Monday, December 1st, 2008


Brad DelongBrad DeLong says two big mistakes made the crisis worse:


James Bradford DeLong (b. June 24, 1960, Boston) commonly known as Brad DeLong, is a professor of economics at the University of California, Berkeley and a former Deputy Assistant Secretary of the United States Department of the Treasury in the Clinton Administration. He is also a research associate of the National Bureau of Economic Research, and is a visiting scholar at the Federal Reserve Bank of San Francisco.



The Road to Depression, by Brad DeLong, Project Syndicate
: For 15 months, the United States Federal Reserve, assisted by the financial regulators of the US Treasury, have been trying…,

above all, to avoid a deep depression.

They have also had three subsidiary objectives:

  • Keep as much economic activity as possible under private-sector control, in order to ensure that what is produced is what consumers really want.
  • Prevent the princes of Wall Street … from profiting from the systemic risk that they created.
  • Ensure that homeowners and small investors do not absorb too much loss, for their only “crime” was to accept bad risks, which they would not have done in a world of properly diversified portfolios.
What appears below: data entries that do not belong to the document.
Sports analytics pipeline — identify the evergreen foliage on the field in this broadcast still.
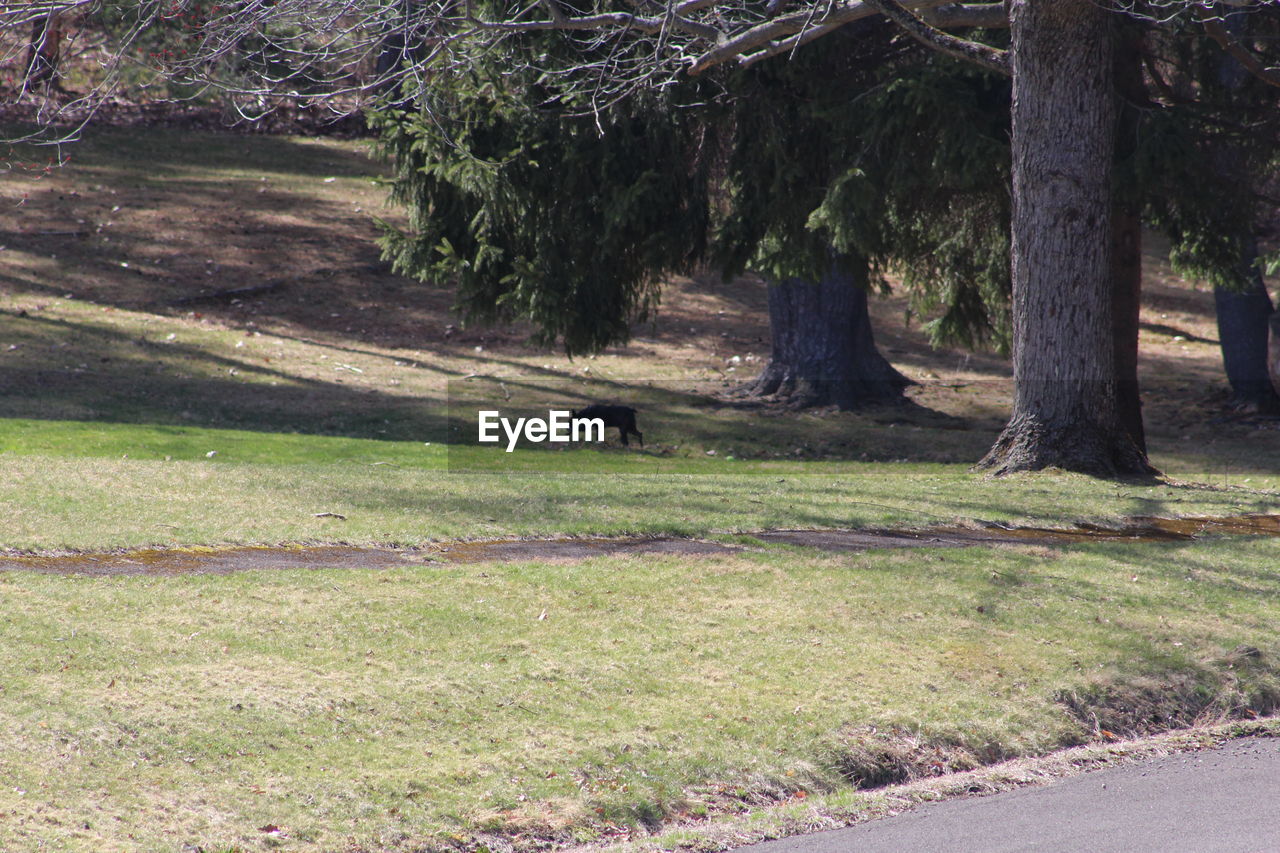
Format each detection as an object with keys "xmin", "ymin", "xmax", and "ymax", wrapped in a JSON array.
[
  {"xmin": 372, "ymin": 63, "xmax": 716, "ymax": 355},
  {"xmin": 1131, "ymin": 18, "xmax": 1280, "ymax": 291},
  {"xmin": 372, "ymin": 27, "xmax": 1017, "ymax": 355},
  {"xmin": 372, "ymin": 15, "xmax": 1277, "ymax": 357}
]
Now it is clear that the Fed and the Treasury have lost the game. If a depression is to be avoided, it will have to be the work of other arms of the government, with other tools and powers.

The failure to contain the crisis will ultimately be traced, I think, to excessive concern with the first two subsidiary objectives: reining in Wall Street princes and keeping economic decision-making private. Had the Fed and the Treasury given those two objectives their proper - subsidiary - weight, I suspect that we would not now be in this mess…
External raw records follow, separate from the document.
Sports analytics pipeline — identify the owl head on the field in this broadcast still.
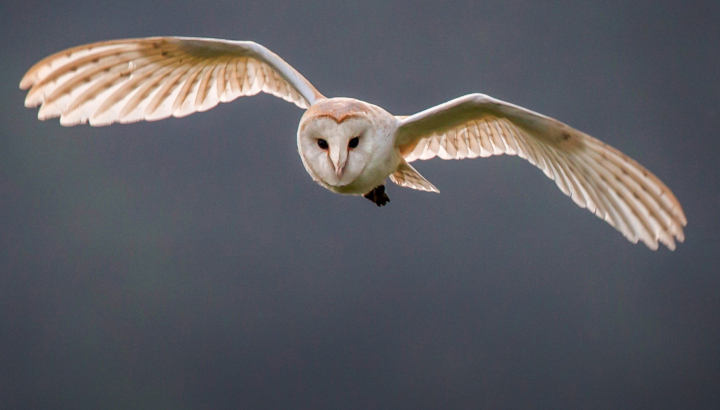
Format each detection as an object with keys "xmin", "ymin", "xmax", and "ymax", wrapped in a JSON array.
[{"xmin": 297, "ymin": 98, "xmax": 394, "ymax": 190}]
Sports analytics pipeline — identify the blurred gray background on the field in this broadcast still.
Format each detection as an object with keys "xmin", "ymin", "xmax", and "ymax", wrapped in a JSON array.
[{"xmin": 1, "ymin": 0, "xmax": 719, "ymax": 408}]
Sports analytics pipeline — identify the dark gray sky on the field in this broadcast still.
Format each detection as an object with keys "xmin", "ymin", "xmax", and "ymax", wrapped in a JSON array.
[{"xmin": 2, "ymin": 0, "xmax": 719, "ymax": 408}]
The desire to prevent the princes of Wall Street from profiting from the crisis was reflected in the Fed-Treasury decision to let Lehman Brothers collapse… The logic behind that decision was that, previously in the crisis, equity shareholders had been severely punished…

But this was not true of bondholders and counterparties, who were paid in full. The Fed and Treasury feared that the lesson being taught in the last half of 2007 and the first half of 2008 was that the US government guaranteed all the debt and transactions of every bank and bank-like entity that was regarded as too big to fail. That, the Fed and the Treasury believed, could not be healthy.
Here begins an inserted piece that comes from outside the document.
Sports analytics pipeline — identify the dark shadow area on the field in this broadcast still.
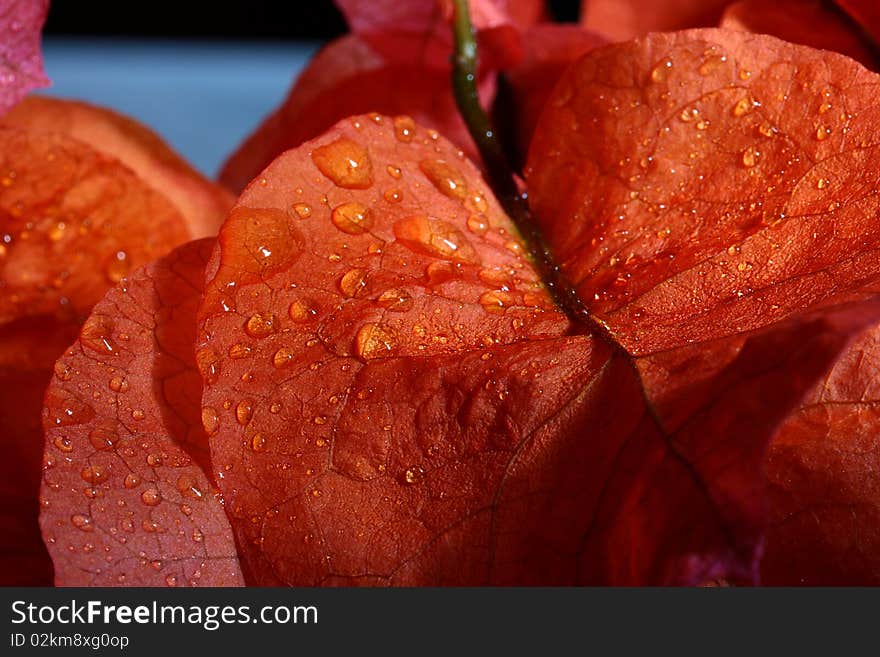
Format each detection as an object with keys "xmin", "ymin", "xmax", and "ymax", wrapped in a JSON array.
[{"xmin": 44, "ymin": 0, "xmax": 583, "ymax": 40}]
Lenders to very large overleveraged institutions had to have some incentive to calculate the risks. But that required, at some point, allowing some bank to fail…

In retrospect, this was a major mistake. … With that guarantee broken by Lehman Brothers’ collapse, every financial institution immediately sought to acquire a much greater capital cushion…,

but found it impossible to do so.

The Lehman Brothers bankruptcy created an extraordinary and immediate demand for additional bank capital, which the private sector could not supply.

It was at this point that the Treasury made the second mistake. Because it tried to keep the private sector private, it sought to avoid partial or full nationalization of the components of the banking system deemed too big to fail. In retrospect, the Treasury should have identified all such entities and started buying common stock in them - whether they liked it or not - until the crisis passed.

Yes, this is what might be called “lemon socialism,” creating grave dangers for corporate control, posing a threat of large-scale corruption, and establishing a precedent for intervention that could be very dangerous down the road.

But would that have been worse than what we face now? The failure to sacrifice the subsidiary objective of keeping the private sector private meant that the Fed and the Treasury lost their opportunity to attain the principal objective of avoiding depression.

Of course, hindsight is always easy. But if depression is to be avoided, it will be through old-fashioned Keynesian fiscal policy: the government must take a direct hand in boosting spending and deciding what goods and services will be in demand.